An online conversation with my friend Mike and a face-to-face conversation with my friend Mark have both got me thinking about Paul this week. The timing is appropriate enough: Tuesday 25 January was the Feast of the Conversion of Paul, and Wednesday 26 January was the festival of Timothy and Titus, Paul’s travelling companions.
Mike set me reflecting on how Paul invested in Timothy, so that Timothy became such an excellent Christian leader.
In 1 Corinthians 4:14-17, Paul tells the Corinthians that, in Christ, he became their father through the gospel: and urges them therefore to imitate his life. He goes on to say that as he is unable to come to them in person, he is sending them Timothy, who will remind them of Paul’s way of life in Christ Jesus, because Timothy is Paul’s faithful son in Christ.
Paul calls Timothy his son whom he loves. Paul uses the same language to describe his relationship with Timothy as the Gospel-writers use to describe Jesus’ relationship with God: a father, and a son whom he loves.
In many churches we are comfortable with the language of being brothers and sisters in Christ – that is, with the language of all being peers – though we are not necessarily comfortable with the change required of us to actually live as brothers and sisters. In some churches we are comfortable with ‘father’ as a term of respect towards the ordained minister, though it is hardly relational: in Liverpool, which has a large Roman Catholic population, I am regularly greeted as Father when I go out and about wearing my dog collar (and as La’ – that is, lad – when I go out without my dog collar). But in many churches we are uncomfortable with both the language and the change required of us of having/being fathers and children in Christ.
As peers, we say, we all have the Holy Spirit within us: every sheep recognises the Shepherd’s voice: what I think God is saying is as valid as (i.e. more valid than) what you think God is saying. As peers, we easily justify ourselves as being un-teachable; or excuse ourselves for not speaking into someone else’s life.
But – within the church and within the wider society we live in – we are desperately in need of fathers.
It is ironic that, in an age when we need to be discussing the place and role of women in leadership within the church, that we have so neglected discussing the place and role of men in leadership within the church (at every level of leadership).
Men as disciple-makers: men as fathers: men refusing to abdicate the responsibility to be a father – not just to create new life, but to raise spiritual children to spiritual maturity.

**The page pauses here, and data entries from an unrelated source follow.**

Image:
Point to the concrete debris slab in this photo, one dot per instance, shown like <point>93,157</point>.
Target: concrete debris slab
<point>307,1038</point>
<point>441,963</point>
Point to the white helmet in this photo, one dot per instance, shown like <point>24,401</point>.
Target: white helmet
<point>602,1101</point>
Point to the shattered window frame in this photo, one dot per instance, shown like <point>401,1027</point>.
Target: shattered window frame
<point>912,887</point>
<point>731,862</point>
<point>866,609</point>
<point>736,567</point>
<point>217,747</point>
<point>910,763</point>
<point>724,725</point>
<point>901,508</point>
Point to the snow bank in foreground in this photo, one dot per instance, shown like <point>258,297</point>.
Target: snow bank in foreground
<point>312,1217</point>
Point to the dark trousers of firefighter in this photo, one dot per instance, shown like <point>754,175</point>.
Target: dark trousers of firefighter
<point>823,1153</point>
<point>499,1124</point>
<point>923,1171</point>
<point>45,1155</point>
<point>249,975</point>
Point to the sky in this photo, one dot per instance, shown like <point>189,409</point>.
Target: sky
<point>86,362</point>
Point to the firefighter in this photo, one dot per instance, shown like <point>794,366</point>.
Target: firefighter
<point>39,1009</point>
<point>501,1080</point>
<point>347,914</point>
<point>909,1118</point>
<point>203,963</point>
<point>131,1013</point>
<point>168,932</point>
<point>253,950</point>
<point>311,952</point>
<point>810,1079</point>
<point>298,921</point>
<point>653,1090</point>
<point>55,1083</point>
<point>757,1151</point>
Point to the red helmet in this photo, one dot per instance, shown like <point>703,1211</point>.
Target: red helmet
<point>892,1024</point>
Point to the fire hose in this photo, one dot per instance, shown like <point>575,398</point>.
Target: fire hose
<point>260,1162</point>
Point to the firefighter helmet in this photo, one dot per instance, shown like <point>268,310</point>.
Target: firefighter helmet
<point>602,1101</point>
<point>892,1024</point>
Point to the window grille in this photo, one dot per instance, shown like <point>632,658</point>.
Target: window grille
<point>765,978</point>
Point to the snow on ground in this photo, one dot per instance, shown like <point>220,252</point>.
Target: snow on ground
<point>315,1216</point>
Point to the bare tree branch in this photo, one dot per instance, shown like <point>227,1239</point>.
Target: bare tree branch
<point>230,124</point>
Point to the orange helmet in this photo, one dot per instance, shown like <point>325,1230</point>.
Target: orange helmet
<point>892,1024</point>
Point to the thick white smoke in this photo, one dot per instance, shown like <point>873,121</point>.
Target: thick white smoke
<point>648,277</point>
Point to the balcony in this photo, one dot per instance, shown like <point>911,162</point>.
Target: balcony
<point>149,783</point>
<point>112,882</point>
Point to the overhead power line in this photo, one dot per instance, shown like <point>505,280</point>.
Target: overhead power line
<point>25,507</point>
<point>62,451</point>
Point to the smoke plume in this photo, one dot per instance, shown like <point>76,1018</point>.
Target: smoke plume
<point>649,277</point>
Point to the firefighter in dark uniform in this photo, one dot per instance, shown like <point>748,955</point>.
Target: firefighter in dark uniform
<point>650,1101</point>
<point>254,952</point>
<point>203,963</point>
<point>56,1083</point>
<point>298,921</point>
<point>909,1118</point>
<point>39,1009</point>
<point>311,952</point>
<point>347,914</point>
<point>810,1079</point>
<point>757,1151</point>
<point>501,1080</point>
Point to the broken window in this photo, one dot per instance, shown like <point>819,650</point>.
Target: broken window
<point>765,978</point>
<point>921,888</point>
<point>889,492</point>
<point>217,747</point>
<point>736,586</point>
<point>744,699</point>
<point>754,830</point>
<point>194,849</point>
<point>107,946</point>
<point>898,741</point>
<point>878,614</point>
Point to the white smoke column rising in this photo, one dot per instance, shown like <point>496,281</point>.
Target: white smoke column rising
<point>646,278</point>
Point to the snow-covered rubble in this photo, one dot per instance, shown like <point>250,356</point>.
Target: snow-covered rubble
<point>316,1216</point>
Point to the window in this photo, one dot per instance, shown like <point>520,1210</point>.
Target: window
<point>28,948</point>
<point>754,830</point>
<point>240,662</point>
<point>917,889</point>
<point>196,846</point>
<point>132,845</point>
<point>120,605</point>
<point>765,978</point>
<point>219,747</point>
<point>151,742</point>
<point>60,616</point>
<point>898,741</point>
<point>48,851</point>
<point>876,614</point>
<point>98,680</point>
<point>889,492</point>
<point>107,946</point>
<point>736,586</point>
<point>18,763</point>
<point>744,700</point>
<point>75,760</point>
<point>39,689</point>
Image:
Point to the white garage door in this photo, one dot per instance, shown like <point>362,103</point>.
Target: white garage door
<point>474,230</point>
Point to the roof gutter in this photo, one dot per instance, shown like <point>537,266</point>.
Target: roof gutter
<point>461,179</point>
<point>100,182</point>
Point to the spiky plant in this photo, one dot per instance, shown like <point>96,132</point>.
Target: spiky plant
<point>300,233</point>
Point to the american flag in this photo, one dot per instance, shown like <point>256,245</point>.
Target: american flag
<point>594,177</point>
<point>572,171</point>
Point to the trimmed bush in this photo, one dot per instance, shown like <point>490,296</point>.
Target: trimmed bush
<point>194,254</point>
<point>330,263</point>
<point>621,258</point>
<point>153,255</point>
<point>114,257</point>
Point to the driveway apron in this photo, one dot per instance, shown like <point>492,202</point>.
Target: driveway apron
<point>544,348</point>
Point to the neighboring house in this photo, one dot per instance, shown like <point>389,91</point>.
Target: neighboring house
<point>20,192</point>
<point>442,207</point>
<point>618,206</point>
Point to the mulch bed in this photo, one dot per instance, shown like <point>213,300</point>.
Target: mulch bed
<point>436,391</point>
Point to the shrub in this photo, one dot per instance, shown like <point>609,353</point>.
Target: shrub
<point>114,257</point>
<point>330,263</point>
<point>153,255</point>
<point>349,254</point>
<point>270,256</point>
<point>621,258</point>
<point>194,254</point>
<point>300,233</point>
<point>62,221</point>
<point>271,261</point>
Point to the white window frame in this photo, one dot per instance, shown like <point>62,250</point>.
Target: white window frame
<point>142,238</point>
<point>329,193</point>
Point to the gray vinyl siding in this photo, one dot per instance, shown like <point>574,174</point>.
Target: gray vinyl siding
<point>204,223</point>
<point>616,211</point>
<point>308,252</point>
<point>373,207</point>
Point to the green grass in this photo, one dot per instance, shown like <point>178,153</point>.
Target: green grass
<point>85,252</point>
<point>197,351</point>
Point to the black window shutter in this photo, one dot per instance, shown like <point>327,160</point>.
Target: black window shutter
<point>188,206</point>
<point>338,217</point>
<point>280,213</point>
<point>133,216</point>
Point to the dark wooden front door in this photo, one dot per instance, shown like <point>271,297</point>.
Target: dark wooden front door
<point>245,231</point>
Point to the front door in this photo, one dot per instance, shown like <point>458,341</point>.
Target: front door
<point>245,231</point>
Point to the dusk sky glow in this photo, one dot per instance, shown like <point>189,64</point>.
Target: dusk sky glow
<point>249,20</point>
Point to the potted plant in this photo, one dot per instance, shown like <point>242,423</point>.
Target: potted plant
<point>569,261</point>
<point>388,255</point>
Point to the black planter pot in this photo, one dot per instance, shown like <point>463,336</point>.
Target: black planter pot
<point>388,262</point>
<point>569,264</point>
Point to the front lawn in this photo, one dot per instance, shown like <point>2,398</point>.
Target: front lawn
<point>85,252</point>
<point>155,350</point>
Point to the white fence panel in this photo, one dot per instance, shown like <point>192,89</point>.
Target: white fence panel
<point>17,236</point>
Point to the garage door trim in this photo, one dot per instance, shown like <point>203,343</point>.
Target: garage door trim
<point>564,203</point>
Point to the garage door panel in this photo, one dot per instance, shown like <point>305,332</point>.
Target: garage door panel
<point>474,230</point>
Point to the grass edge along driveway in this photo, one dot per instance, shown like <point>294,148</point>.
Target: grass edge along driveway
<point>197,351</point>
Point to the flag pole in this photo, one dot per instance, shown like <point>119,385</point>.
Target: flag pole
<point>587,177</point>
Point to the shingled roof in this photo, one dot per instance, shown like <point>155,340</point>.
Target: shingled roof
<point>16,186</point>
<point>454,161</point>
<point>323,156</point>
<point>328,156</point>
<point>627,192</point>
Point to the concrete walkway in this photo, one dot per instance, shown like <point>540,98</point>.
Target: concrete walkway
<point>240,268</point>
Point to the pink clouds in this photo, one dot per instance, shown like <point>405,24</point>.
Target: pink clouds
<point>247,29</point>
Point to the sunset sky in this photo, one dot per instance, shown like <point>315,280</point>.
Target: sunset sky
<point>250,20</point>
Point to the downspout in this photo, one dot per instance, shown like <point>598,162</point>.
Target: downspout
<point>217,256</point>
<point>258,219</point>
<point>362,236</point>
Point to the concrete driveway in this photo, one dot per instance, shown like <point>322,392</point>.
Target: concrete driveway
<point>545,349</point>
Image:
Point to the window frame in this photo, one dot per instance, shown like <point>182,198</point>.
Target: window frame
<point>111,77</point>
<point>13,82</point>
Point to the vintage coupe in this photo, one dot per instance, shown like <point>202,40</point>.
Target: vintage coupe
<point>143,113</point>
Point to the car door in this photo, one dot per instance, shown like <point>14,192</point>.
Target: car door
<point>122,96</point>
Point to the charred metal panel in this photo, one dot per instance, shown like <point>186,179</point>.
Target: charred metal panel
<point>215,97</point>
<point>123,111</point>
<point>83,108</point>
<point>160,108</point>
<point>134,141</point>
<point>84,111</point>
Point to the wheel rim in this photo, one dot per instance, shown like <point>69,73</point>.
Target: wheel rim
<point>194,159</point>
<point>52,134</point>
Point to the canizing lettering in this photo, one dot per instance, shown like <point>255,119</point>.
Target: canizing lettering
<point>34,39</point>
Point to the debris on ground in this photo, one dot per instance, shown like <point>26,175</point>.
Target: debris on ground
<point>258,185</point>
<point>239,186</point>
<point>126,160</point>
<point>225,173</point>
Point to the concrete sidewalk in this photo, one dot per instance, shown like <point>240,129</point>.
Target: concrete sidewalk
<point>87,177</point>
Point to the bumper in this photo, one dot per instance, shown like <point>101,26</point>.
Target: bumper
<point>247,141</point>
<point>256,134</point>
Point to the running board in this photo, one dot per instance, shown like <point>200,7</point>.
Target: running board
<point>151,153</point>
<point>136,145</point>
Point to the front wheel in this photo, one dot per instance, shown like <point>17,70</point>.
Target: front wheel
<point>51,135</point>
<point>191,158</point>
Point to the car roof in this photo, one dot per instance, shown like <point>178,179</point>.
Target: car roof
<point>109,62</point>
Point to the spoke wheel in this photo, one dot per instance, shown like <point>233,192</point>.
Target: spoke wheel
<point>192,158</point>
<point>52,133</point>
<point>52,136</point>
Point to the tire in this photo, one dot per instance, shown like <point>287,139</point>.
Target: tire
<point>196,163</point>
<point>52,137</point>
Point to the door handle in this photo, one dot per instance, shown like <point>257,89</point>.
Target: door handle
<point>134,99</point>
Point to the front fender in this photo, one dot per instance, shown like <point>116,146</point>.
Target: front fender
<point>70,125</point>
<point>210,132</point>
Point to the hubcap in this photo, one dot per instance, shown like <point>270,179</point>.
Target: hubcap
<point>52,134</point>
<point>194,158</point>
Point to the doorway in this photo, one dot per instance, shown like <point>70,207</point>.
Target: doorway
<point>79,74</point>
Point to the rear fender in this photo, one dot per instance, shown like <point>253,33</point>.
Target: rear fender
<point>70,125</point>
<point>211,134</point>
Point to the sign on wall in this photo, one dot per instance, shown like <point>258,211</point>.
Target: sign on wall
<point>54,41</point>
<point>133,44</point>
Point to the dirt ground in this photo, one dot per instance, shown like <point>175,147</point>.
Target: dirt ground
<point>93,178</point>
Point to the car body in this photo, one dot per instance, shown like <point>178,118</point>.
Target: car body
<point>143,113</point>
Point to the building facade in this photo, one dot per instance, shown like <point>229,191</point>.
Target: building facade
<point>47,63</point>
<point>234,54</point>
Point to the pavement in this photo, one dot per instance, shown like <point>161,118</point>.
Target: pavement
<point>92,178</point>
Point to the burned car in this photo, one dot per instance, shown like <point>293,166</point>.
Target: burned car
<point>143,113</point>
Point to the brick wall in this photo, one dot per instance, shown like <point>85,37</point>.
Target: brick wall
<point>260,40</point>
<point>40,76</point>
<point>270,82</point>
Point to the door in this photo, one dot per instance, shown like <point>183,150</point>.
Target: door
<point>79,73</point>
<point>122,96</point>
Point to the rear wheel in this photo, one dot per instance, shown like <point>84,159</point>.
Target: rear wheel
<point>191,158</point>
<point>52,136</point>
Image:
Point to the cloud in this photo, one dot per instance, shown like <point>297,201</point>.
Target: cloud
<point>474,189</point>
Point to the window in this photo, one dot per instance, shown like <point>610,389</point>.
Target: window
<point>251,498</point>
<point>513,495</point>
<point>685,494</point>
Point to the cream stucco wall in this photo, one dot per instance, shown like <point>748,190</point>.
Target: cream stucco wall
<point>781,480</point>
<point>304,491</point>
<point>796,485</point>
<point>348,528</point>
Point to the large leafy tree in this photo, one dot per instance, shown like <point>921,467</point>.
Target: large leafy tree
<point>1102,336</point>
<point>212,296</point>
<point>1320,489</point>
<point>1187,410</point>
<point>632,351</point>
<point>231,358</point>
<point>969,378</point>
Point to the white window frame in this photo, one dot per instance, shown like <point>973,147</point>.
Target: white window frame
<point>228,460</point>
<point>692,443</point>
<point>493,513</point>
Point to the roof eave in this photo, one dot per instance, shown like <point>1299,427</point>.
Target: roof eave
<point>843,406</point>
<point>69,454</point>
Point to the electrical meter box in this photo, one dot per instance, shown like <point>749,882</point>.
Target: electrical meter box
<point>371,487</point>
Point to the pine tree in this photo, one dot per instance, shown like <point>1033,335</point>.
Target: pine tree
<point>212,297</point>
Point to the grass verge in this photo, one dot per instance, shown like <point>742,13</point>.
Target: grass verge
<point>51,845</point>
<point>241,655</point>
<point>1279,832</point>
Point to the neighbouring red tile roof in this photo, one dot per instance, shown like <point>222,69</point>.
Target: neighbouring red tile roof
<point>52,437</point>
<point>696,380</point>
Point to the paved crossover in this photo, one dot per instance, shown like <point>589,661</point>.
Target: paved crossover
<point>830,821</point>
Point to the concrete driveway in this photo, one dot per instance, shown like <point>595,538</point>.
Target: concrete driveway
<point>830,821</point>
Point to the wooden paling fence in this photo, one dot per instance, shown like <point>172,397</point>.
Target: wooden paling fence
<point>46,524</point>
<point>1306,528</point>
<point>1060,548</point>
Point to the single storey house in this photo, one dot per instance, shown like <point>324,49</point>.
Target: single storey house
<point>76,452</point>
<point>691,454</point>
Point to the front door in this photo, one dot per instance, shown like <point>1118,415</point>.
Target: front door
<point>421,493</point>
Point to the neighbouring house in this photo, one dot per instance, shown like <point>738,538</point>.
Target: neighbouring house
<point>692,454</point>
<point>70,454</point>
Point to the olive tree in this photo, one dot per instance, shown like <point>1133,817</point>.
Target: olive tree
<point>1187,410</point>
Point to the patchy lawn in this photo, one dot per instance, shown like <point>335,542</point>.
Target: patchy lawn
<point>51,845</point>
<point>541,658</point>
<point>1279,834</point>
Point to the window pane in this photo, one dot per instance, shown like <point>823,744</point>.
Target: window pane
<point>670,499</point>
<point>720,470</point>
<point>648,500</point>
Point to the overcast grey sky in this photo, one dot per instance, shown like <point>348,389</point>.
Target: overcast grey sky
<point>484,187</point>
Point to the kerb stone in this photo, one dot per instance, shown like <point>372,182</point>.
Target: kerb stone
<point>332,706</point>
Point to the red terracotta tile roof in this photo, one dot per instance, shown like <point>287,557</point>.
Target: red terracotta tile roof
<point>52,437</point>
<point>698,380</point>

The same level of access Jesus enjoyed with the Father is Paul’s model for his relationship with Timothy. Indeed, it was Jesus’ model for his own relationship with the twelve.
The same level of access Jesus enjoyed with the Father is Paul’s model for his relationship with Timothy. Indeed, it was Jesus’ model for his own relationship with the twelve.
I am thankful for those men who have been spiritual fathers to me. As Paul writes, you can have many guardians, but few fathers (i.e. more than one, but not lots). My biological father is also a spiritual father to me. So is my friend Mike, who I mentioned at the opening of this post. Each of the few spiritual fathers in my life has given life to a particular part or parts of who I am, and has nurtured that part to maturity through making their life – wherein I first saw that thing modelled – available to me, to share, to observe and participate in, day after day after day over a period of years. In the case of both my dad and Mike, on whose staff team I served, I no longer live in their ‘home’ nor see them very often: I have grown. But, in the thing I saw in them and sought to imitate – not to copy, but to express in my own life in a way that is authentic to who God has made me, not them, to be – I hope that I am a faithful son.
The way in which I can be most faithful is to be a spiritual father myself: both to my own biological children, and to spiritual children. To give them full access to my life, so they can see how I live – the totally: not simply what I do, but how I be – and why I live that way. And to say, you see how I live: imitate me, as I imitate Christ. That is what discipleship means.